Молодой человек Уильям Кримсуорт, рано лишившийся родителей, но получивший воспитание и образование в Итоне (его мать принадлежала к аристократической семье), решает пойти по стопам отца-торговца и заняться «делом». Это решение вызывает неудовольствие высокопоставленной родни, которая слагает с себя заботу о его будущем. Уильям едет к брату, крупному йоркширскому фабриканту, и Эдвард Кримсуорт предоставляет Уильяму место клерка на своей фабрике, положив ему весьма скудное жалованье. С первой же встречи братья проникаются взаимной неприязнью, причём у Эдварда она переходит прямо-таки в ненависть. Скромный, хрупкий, невысокий, хорошо образованный Уильям противопоставляет достоинство и гордость бедняка всё возрастающему раздражению Эдварда – богатого, надменного, привыкшего к неизменному повиновению нижестоящих. Всё же Эдвард, может быть, для того, чтобы поразить воображение брата блеском званого вечера, как-то приглашает Уильяма в гости, где он знакомится с местным радикалом и чудаком Хансденом. Хансден довольно искусно разжигает неудовлетворённость Уильяма и отношениями с братом, и работой, так как не прошло и трёх месяцев, а Уильям Кримсуорт уже понял, что торговцем или промышленником ему не быть, его интересы совсем иные, более отвлечённого, интеллектуального свойства.
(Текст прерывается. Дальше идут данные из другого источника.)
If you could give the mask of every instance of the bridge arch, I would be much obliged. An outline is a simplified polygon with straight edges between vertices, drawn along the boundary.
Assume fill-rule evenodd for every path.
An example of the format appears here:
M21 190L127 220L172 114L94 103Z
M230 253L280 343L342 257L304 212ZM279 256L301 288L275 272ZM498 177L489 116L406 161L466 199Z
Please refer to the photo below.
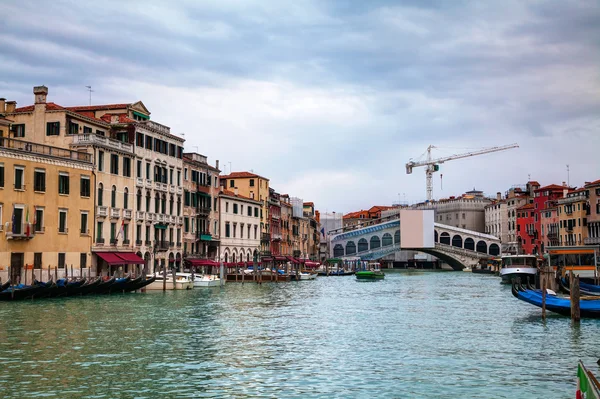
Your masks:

После ссоры с братом, по совету Хансдена и с его рекомендательным письмом, Уильям уезжает в Брюссель и вскоре находит место учителя в частной школе для мальчиков, директор которой, француз г-н Пеле, сразу оценил способности и знания нового учителя.
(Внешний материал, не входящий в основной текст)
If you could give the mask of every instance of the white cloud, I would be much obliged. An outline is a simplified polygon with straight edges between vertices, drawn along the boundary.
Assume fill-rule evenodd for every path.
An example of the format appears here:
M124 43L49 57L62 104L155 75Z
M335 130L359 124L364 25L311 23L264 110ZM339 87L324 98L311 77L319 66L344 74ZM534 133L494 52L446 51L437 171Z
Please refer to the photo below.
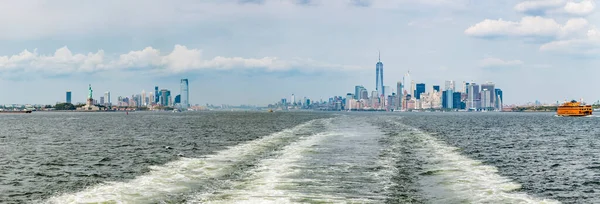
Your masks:
M562 13L583 16L593 13L595 7L594 0L577 2L567 0L532 0L519 3L515 5L514 9L518 12L531 15Z
M570 54L600 54L600 30L590 29L584 37L549 42L542 45L540 50Z
M566 13L573 15L588 15L596 8L596 3L593 0L585 0L582 2L568 2L564 10Z
M520 21L485 19L465 30L473 37L568 37L586 29L589 23L583 18L569 19L564 25L554 19L526 16Z
M67 47L56 50L54 55L40 55L37 50L12 56L0 56L0 71L44 71L53 73L86 72L104 68L104 51L73 54Z
M243 58L222 57L205 59L199 49L188 49L175 45L173 51L162 54L160 50L146 47L142 50L121 54L117 59L106 59L104 51L73 54L62 47L53 55L40 55L37 50L12 56L0 56L0 72L25 71L44 73L95 72L104 70L144 69L179 73L199 69L264 69L285 71L290 69L360 69L359 66L337 65L317 62L311 59L281 60L276 57Z
M509 67L524 64L521 60L503 60L493 57L488 57L479 61L479 67Z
Рядом со школой Пеле находится пансион для девиц, которым ведает ещё молодая и привлекательная директриса Зораида Рейтер. Она производит довольно сильное впечатление на Кримсуорта: он восхищён её женским обаянием, умом и тактом. Уильям начинает мечтать о более непринуждённых отношениях с Зораидой, которая пригласила его давать уроки английского, однако вскоре Уильяма постигает разочарование: как-то вечером он становится свидетелем прогулки Пеле и Зораиды в общем для двух школ саду, поздней прогулки, которая кончается совсем уже поздним и довольно продолжительным визитом Пеле к директрисе. Следующим утром при встрече с Зораидой Уильям вооружается холодностью, но с течением времени, по мере того как он всё больше узнаёт директрису, напускная холодность становится естественной. Зораида неприятно поражает Уильяма своей расчётливостью, её такт кажется ему теперь лицемерием, она ловко умеет избавляться от неугодных ей учителей, невзирая на обстоятельства их жизни. Так поступает она с учительницей рукоделия Фрэнсис Анри, которая привлекла сначала внимание, а потом горячую симпатию Уильяма.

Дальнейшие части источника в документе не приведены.